Andrea Dotson is working toward two degrees, Biology and Religion, and is carrying two minors, Chemistry and Psychology, yet she still manages to appear on the Dean’s List. How does she handle such a load of disparate courses? Does she possess a photographic memory? No, she says, “Learning always seems easy when you’re really passionate about the material. I retain information by relating it to real-life applications; that way it doesn’t seem dull.”
She’s applies her knowledge of Biology to the General Biology Lab where she serves as an undergraduate teaching assistant (TA). “I love being a TA; my students teach me so much. Every semester I learn more life lessons than I do in any other class.”
In her sophomore year, Andrea (called “Annie” by her friends and family) joined the Alternative Break Corps. During spring break, she worked in the Children’s Hospital of Philadelphia with child life specialists, assisting in the care of seriously ill children. For four years, Annie has volunteered at “amazing” Camp Boggy Creek, a camp that holds weekend retreats for families with children affected by HIV, sickle cell anemia, and cancer. She says, “In the summer, children in wheelchairs or those who have had a bone marrow transplant can come and have fun just as with any camp, except here they are provided with needed medical resources.”

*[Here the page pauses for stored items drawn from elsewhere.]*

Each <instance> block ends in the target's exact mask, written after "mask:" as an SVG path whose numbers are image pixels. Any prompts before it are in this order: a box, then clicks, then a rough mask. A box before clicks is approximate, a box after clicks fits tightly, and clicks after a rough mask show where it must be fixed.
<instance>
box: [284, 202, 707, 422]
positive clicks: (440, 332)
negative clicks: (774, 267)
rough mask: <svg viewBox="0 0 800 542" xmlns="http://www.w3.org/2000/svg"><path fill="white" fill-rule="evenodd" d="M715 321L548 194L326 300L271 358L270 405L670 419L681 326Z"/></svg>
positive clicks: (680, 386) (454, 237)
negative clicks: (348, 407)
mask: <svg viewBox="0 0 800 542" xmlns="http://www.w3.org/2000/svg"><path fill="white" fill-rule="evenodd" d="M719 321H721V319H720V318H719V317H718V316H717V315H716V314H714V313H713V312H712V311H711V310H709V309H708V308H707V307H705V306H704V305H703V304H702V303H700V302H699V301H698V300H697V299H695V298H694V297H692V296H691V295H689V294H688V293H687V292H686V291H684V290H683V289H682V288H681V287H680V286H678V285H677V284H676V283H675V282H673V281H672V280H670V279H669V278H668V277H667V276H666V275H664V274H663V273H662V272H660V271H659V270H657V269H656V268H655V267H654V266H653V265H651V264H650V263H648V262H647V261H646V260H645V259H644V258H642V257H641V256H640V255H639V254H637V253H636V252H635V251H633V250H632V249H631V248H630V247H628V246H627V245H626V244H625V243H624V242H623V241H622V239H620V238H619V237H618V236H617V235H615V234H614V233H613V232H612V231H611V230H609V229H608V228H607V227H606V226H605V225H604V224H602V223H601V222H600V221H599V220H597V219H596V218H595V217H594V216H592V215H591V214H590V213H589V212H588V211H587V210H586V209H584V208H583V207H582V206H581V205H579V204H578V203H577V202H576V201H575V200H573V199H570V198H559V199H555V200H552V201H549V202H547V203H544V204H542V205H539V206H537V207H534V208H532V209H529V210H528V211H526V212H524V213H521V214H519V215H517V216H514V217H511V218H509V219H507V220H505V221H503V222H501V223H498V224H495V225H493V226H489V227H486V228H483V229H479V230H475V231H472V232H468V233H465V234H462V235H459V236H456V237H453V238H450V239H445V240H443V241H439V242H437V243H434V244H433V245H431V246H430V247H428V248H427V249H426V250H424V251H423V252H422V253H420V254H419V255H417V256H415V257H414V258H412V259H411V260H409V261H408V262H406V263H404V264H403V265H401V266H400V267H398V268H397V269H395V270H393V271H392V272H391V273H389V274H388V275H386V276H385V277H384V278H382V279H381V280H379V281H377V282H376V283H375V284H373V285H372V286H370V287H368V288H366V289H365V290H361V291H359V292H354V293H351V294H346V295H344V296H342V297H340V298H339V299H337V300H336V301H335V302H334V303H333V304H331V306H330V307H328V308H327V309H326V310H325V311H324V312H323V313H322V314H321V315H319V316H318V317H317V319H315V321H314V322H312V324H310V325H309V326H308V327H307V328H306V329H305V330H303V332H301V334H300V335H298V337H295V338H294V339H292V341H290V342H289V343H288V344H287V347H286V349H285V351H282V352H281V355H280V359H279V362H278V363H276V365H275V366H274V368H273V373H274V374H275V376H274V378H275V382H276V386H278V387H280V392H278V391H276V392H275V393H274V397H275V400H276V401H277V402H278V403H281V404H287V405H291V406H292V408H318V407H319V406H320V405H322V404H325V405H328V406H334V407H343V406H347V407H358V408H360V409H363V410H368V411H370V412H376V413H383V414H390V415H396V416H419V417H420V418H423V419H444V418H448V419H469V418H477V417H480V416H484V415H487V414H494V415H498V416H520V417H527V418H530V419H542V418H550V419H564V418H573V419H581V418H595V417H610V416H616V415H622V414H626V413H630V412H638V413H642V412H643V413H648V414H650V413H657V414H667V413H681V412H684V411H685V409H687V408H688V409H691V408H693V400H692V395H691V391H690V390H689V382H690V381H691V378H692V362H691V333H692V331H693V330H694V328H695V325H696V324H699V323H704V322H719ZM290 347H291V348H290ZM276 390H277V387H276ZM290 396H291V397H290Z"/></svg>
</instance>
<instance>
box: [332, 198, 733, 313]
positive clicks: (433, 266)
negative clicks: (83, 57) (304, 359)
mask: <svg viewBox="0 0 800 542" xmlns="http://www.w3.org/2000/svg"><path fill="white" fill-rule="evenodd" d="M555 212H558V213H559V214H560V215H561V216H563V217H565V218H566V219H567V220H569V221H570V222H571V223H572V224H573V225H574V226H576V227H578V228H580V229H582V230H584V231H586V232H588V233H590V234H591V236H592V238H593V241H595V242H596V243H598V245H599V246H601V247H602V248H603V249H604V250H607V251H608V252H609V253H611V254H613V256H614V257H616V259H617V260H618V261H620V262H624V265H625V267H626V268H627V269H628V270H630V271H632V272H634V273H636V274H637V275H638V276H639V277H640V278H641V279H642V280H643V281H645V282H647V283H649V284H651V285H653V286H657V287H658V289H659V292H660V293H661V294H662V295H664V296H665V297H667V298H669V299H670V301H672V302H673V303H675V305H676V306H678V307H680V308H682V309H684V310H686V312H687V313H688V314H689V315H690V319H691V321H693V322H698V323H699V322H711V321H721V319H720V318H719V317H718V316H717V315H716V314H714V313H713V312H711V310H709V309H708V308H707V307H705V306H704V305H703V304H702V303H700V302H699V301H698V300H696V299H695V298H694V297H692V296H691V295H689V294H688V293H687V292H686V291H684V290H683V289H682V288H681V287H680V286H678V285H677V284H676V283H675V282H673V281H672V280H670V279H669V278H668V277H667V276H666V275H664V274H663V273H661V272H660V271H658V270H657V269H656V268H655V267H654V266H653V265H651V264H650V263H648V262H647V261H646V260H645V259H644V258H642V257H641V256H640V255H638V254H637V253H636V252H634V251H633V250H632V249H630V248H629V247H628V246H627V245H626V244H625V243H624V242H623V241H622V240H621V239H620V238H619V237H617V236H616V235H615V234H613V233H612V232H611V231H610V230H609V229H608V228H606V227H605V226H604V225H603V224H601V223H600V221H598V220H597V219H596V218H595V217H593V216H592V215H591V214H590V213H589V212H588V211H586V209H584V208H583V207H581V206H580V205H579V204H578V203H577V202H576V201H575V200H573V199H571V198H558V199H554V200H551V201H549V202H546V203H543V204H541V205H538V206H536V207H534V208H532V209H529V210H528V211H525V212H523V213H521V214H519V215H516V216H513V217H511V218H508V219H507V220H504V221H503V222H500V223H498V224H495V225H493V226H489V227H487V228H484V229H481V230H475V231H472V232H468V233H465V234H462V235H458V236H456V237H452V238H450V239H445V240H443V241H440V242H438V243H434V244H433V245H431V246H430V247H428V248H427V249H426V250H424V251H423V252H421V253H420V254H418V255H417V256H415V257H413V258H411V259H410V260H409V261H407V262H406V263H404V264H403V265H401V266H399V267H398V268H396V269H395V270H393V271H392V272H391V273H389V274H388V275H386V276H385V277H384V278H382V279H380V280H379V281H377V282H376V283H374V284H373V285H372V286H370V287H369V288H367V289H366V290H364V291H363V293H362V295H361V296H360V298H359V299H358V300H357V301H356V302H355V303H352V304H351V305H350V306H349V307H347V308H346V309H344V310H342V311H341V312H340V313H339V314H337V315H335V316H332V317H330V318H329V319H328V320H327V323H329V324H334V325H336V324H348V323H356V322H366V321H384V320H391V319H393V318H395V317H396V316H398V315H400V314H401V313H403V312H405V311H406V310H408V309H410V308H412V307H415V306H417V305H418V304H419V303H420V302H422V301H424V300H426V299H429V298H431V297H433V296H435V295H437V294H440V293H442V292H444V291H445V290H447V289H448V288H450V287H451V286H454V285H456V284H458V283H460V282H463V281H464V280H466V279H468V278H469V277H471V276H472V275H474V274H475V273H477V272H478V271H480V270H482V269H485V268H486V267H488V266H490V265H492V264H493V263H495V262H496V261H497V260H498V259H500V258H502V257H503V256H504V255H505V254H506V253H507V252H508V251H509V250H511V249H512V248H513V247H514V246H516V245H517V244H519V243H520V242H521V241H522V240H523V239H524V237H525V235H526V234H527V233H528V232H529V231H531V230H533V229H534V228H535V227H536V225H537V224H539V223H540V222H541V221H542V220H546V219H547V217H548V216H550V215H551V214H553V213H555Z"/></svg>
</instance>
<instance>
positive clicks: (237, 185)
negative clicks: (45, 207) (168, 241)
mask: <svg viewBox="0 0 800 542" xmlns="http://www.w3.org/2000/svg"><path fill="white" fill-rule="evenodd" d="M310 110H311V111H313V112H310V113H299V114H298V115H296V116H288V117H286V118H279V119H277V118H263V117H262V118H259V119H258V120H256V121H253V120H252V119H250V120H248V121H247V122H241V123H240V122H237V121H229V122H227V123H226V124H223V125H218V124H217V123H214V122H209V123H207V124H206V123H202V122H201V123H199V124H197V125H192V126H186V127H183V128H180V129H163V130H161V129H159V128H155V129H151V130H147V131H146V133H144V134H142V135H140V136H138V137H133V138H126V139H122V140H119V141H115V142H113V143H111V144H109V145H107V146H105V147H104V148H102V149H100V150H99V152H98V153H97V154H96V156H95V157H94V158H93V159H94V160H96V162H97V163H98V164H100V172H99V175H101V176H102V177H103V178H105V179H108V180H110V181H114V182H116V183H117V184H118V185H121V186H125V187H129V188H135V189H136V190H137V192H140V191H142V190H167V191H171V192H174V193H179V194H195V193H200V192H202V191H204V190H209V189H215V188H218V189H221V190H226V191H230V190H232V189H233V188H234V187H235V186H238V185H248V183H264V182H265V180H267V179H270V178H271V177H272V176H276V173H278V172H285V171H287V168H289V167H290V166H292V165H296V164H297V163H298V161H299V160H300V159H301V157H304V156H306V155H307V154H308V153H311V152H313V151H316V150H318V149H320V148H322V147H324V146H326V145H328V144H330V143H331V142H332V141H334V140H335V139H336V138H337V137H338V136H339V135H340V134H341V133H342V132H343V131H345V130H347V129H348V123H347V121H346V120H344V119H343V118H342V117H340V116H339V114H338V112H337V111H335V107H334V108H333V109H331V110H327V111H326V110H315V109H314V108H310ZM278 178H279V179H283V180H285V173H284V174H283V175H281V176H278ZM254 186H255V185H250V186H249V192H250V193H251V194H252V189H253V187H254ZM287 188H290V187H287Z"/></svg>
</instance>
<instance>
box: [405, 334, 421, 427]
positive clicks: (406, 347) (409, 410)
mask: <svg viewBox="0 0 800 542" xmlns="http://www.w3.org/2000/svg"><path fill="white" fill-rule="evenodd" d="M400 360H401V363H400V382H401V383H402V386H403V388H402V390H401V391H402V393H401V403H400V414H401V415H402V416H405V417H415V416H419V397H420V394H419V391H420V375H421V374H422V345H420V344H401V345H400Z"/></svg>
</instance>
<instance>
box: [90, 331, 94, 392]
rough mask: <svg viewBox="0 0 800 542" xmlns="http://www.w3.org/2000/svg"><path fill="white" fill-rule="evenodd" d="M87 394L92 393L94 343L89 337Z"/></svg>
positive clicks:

After graduation in April, Annie will take her Chemistry and Biology knowledge and enter the Teach for America Corps. In Houston, she’ll teach high school Science for two years. After that, she plans to attend medical school, studying to become a pediatric oncologist, a field that “requires a lot of knowledge about Biomedical Ethics.” She explains, “That’s where a degree in Religion comes into play. Everyone has some kind of religion, whether it is the existence or absence of it. That cross-cultural aspect is very interesting.”
Annie’s sense of ethics comes into play through her continual involvement in community service. She’s served as the survivorship chair for Relay for Life and as the outreach team leader for ECHO, an organization that serves the homeless. As a site leader trainer this past year for the Alternative Break Corps, she helped train the 22 site leaders who will lead the 2007 spring break trips.
For her service involvement, Annie has been honored with the Center for Civic Education and Service’s Student Profiles of Service Award.